Vous aimez l’histoire contemporaine ? l’Allemagne ? le skate board ? la coupe de cheveux Vokuhila (vorne kurz hinten lang) ? Alors vous aimerez ce docu d’outre-Rhin « Derrière le mur » qui raconte l’histoire du skate board en RDA

Je vous entends d’ici : « L’histoire du skate board en RDA ????? » Oui ! Absolument !

Ou comment à travers la pratique d’un sport manifester le dégoût d’un système qui étouffe la liberté humaine.

Le réalisateur retrouve une bande de skateurs. Ils avaient 15 ans en RDA dans les années 80. Ils s’ennuyaient en bas de HLM déshumanisés. Ils refusaient de devenir des athlètes anabolisés pour la plus grande gloire du socialisme.

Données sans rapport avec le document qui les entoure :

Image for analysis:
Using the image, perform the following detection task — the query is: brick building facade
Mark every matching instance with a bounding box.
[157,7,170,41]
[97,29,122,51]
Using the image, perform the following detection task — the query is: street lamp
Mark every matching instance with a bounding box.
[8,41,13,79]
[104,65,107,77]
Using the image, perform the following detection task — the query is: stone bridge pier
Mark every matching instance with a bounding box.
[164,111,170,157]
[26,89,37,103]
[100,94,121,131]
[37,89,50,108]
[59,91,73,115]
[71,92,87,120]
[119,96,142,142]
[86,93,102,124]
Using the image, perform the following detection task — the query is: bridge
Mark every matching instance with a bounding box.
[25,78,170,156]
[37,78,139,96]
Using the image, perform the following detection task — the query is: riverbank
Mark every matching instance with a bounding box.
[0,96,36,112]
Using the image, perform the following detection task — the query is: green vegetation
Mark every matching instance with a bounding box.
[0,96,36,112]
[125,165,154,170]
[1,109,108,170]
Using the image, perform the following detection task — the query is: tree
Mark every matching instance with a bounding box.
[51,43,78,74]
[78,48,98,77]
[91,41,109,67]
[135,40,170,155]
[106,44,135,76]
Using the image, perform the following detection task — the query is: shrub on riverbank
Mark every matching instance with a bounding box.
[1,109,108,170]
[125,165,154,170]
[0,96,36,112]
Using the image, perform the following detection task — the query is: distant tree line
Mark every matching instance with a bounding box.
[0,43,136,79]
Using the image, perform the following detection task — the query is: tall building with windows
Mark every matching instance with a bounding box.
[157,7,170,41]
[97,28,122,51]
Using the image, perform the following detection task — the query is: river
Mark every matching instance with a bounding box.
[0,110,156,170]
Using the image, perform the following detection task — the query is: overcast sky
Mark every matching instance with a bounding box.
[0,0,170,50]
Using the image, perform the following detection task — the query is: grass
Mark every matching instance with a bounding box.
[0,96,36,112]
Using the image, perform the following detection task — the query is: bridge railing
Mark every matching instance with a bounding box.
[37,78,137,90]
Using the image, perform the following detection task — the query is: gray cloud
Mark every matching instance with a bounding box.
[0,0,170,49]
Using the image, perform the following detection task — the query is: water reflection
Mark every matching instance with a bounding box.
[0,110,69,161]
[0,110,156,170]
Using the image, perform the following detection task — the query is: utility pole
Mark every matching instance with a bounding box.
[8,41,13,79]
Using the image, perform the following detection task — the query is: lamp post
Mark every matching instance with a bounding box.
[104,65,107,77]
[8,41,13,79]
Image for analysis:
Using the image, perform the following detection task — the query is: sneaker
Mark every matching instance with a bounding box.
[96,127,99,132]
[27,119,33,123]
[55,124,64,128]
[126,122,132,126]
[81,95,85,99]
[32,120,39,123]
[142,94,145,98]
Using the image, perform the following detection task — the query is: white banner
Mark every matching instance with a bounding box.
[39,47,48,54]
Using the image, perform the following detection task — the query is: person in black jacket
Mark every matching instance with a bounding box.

Le documentaire écoute leurs témoignages, illustrés de films en Super-8. Il s’attache au plus charismatique d’entre eux, Dennis alias Panik, un démon à la figure d’ange, dont on apprend vite le destin tragique.

Comme « Red Army » – qui revenait sur les grandes heures du hockey sur glace soviétique – « Derrière le mur » parle de la grande histoire en nous en racontant une petite. Ce n’est pas la manière la plus idiote de le faire. Ce n’est certainement pas la plus désagréable.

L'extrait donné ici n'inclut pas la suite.